Retrouvez l’intervention de Michèle Picard à l’occasion du 67ème anniversaire de la libération des camps, dimanche 29 avril 2012 .

Lorsque ces portes-là vont s’ouvrir, plus rien ne sera comme avant. Portes de l’ignoble, portes de la démence collective, portes de l’innommable, portes de la haine et de l’abjection : le choc est à la hauteur de l’aliénation du 3ème Reich : éliminer tous les juifs d’Europe, industrialiser la mort, la rendre en quelque sorte viable économiquement, à moindre coûts.

L’industrie de la mort, voilà où, dans un crescendo de racisme, de rejet et de barbarie, le nazisme d’Adolf Hitler a fini sa course : dans la négation de l’homme, dans la négation de la société des hommes, dans la négation de la civilisation, dans la négation du corps et de la vie, de l’altérité et de la différence.

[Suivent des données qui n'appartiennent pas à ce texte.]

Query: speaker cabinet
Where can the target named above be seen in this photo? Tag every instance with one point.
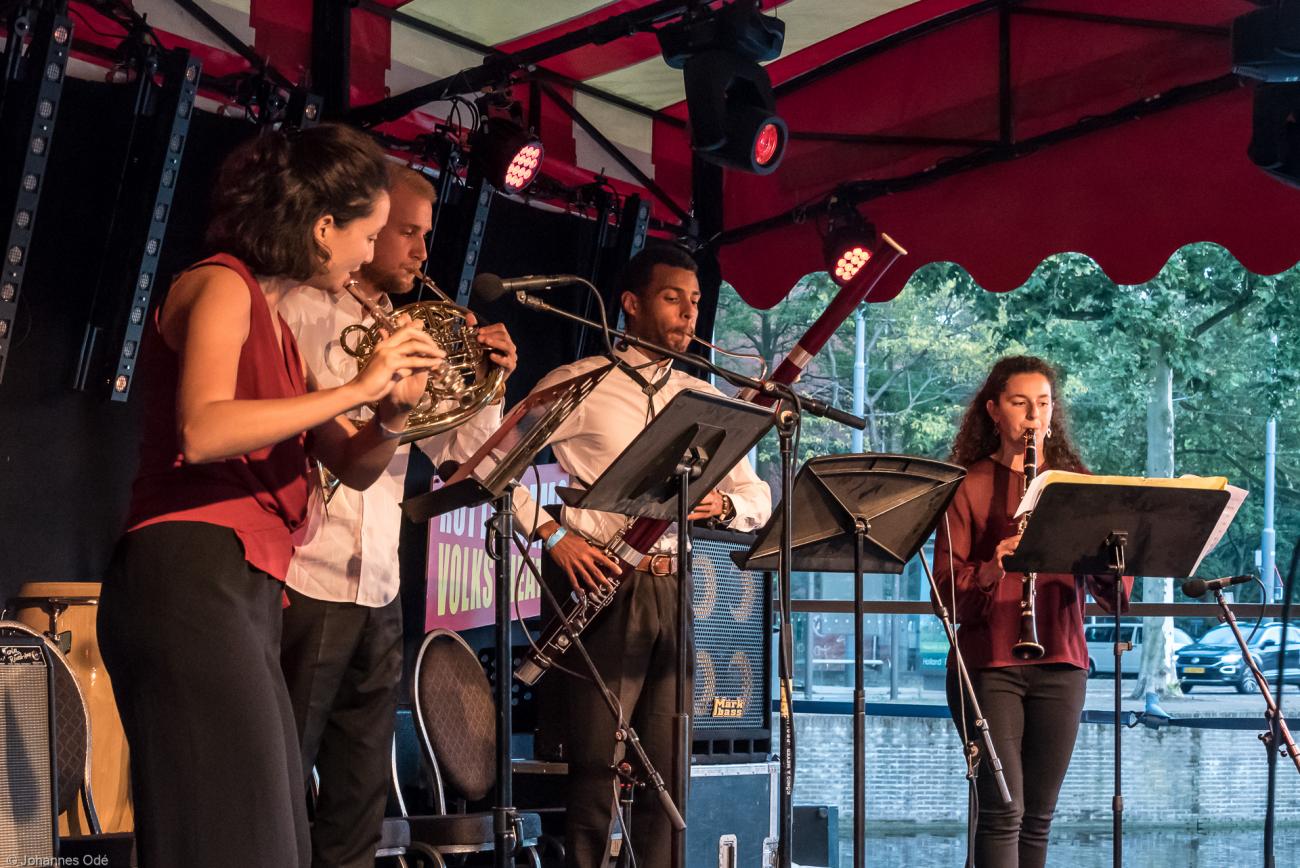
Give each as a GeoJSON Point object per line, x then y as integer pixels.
{"type": "Point", "coordinates": [732, 607]}
{"type": "Point", "coordinates": [27, 811]}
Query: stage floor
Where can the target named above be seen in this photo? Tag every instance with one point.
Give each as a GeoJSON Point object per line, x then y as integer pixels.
{"type": "Point", "coordinates": [1183, 849]}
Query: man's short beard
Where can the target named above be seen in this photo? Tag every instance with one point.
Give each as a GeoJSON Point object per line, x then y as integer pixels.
{"type": "Point", "coordinates": [388, 282]}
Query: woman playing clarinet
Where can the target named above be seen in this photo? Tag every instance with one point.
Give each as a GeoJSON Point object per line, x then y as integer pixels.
{"type": "Point", "coordinates": [1022, 641]}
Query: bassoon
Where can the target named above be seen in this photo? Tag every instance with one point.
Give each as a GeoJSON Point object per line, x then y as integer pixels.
{"type": "Point", "coordinates": [633, 543]}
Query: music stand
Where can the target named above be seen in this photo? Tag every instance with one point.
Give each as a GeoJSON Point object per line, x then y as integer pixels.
{"type": "Point", "coordinates": [1088, 528]}
{"type": "Point", "coordinates": [858, 513]}
{"type": "Point", "coordinates": [490, 474]}
{"type": "Point", "coordinates": [672, 464]}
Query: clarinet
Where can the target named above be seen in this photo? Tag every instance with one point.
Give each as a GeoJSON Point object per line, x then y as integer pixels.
{"type": "Point", "coordinates": [631, 546]}
{"type": "Point", "coordinates": [1027, 647]}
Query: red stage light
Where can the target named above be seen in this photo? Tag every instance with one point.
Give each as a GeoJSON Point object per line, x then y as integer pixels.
{"type": "Point", "coordinates": [849, 243]}
{"type": "Point", "coordinates": [767, 144]}
{"type": "Point", "coordinates": [523, 168]}
{"type": "Point", "coordinates": [849, 263]}
{"type": "Point", "coordinates": [508, 156]}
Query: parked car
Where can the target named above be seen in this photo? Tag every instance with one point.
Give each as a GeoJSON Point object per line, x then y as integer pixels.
{"type": "Point", "coordinates": [1101, 652]}
{"type": "Point", "coordinates": [1216, 659]}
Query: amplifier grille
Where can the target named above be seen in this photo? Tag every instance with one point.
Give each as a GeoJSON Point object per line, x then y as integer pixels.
{"type": "Point", "coordinates": [26, 812]}
{"type": "Point", "coordinates": [731, 638]}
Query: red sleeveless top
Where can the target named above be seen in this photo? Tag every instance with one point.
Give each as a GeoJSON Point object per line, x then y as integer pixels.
{"type": "Point", "coordinates": [260, 495]}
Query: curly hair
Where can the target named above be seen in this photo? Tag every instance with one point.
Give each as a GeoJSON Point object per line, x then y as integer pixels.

Derrière les portes d’Auschwitz : un million de morts. Derrière celles de Treblinka : 800 000. Derrière celles de Belzec : 434 500. Derrière celles de Sobibor : 150 000. Buchenwald, Dachau, Mauthausen… des camps de concentration deviennent des camps d’extermination. Certains, comme Chełmno, Belzec, Sobibor et Treblinka, seront réservés à l’extermination des juifs, d’autres aux femmes, comme Ravensbrück.

L’élimination devient un mode de pensée, un outil de la terreur, un mode de sélection. Les premières victimes des camps seront les opposants au régime nazi : marxistes, communistes et socialistes allemands, rejoints bientôt par les syndicalistes, puis par des membres centristes et de droite.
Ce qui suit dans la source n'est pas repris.